The STOI in scope are the Index of Production (IoP), Index of Services (IoS) and Output in the construction industry. This also means that gross domestic product (GDP) data using these indicators are also in scope.

This article:

  • details the 10 industries being considered for the pilot use of HMRC turnover data later this summer (section 3);
  • describes progress since the previous article (section 4);
  • outlines next steps towards the use of HMRC turnover data (section 5).
Back to table of contents

2. Background

This is the fourth in a series of articles which describe progress in utilising HM Revenue and Customs (HMRC) VAT turnover as a main administrative data source.
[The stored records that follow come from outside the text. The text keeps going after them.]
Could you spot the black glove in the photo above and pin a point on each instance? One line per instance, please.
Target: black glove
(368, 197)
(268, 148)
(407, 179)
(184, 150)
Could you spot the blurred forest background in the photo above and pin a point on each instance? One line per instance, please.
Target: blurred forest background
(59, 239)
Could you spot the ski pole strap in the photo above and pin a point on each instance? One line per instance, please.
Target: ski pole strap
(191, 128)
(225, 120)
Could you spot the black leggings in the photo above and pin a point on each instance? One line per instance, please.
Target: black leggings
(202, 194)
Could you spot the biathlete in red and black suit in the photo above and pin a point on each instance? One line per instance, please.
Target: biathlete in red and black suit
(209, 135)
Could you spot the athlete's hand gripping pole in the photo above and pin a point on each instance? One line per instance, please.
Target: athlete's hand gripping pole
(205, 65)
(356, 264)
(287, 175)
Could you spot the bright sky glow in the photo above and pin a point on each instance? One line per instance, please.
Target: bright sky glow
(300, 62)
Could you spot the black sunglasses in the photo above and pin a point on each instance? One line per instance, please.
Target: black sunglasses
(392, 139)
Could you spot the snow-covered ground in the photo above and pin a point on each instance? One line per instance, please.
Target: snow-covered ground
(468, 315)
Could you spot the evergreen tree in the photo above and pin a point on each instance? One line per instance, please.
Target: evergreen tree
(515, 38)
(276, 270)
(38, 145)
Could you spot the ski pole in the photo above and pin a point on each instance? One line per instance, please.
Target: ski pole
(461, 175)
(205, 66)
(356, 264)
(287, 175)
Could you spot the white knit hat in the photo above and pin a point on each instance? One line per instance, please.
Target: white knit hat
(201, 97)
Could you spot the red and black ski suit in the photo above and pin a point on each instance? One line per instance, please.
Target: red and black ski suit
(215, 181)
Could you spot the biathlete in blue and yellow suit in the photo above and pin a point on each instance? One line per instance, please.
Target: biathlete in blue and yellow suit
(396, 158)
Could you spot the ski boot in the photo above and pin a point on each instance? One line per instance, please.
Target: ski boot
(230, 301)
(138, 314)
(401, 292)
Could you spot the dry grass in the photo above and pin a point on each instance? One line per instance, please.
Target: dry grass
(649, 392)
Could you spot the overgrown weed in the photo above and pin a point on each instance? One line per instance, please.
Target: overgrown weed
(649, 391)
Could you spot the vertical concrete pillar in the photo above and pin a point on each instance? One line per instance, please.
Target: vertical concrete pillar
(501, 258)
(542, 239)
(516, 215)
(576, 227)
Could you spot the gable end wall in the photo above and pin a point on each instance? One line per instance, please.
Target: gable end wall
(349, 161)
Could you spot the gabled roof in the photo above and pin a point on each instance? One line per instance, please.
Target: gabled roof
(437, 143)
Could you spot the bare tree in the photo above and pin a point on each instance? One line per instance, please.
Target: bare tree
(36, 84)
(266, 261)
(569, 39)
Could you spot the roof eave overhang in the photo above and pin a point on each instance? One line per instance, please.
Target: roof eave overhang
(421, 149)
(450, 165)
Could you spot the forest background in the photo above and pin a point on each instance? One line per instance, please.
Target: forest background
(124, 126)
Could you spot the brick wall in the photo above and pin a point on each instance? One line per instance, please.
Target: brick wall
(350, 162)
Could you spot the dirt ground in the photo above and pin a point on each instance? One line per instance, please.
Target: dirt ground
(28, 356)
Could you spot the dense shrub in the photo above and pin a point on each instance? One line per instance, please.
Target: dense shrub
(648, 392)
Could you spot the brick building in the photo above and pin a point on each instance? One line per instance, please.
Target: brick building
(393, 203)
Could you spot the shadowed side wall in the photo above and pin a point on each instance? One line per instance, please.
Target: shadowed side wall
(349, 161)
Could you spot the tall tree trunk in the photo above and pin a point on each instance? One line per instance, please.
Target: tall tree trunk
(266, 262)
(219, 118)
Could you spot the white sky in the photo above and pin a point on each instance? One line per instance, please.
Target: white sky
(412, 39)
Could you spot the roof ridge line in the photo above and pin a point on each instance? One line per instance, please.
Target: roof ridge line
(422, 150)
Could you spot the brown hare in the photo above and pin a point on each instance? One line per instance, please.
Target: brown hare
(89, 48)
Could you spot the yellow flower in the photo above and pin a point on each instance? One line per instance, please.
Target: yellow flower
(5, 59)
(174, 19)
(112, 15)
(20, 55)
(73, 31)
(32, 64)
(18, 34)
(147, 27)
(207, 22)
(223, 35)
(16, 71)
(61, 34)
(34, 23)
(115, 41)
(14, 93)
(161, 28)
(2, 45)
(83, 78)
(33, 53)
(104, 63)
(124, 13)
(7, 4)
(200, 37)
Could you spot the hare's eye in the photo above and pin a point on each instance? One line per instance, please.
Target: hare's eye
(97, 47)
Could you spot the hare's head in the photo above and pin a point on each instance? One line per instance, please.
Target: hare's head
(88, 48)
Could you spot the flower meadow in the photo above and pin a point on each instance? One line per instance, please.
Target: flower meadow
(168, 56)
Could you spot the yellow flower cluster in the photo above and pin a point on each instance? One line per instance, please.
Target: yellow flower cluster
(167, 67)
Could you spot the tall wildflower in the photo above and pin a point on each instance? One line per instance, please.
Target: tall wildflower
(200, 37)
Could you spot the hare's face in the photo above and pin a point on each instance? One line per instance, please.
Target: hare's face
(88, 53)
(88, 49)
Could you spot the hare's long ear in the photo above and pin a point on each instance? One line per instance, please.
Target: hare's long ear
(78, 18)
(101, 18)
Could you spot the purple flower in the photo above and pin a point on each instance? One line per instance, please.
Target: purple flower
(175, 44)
The first and second articles described our broad plans to use this as a comprehensive and cost-effective replacement for elements of the Monthly Business Survey (MBS). The third article outlined our intention to pilot changes, commencing summer 2016, to Index of Services and the Output approach to measuring GDP.

The MBS is split into 5 sampling stratum based on the registered employment of each business on the Inter-Departmental Business Register (IDBR). Band 1 represents the smallest businesses in a given industry and the sample is selected at random from the universe of businesses contained on the IDBR for the sampling period. Bands 2 and 3 similarly represent small and medium-sized businesses which are selected at random. Band 4 represents the largest businesses in a given industry, and the selection constitutes a census of businesses in excess of the employment cut-off for that industry. In addition, businesses below the census cut-off with turnover in excess of £60 million can represent a significant part of an industry. We ensure that such businesses continue to be selected when satisfying these criteria and are known as Band 5. There are few of these businesses.

The pilot would continue the MBS for Band 4 and 5 businesses, where the survey is a census of activity and consider the extent to which the survey could be replaced by HMRC turnover data for small and medium-sized businesses in Bands 1 to 3.

Back to table of contents

3. Candidate industries

3.1 Confirming the candidate industries

In the previous article we described how we were analysing 20 industries as candidates for the pilot. These had been chosen due to either a good coherence when comparing quarter on quarter growth rates between Monthly Business Survey MBS and raw HMRC turnover data (that is, before the data is cleaned); or in industries where a large MBS sample of small businesses was used to measure a relatively minor element of an industry based on turnover.

We have cut the candidate industries for a variety of reasons which will also allow us to maximise analysis time:

  • avoid industries where specific additional questions are included on an MBS form (for example, Industry 59 "Film and TV production, sound recording and music publishing" where grant income is collected)
  • ignore industries where the sample size was not significant enough to justify the work involved in the pilot phase (for example, Industry 75 "Veterinary activities" where only 30 forms may have been impacted at most);
  • more specific reasons (for example, Industry 53.2 "Courier activities" was not pursued due to the recent publication of a review of the industry as it was felt that to change methodology so soon after a review may lead to a degree of confusion).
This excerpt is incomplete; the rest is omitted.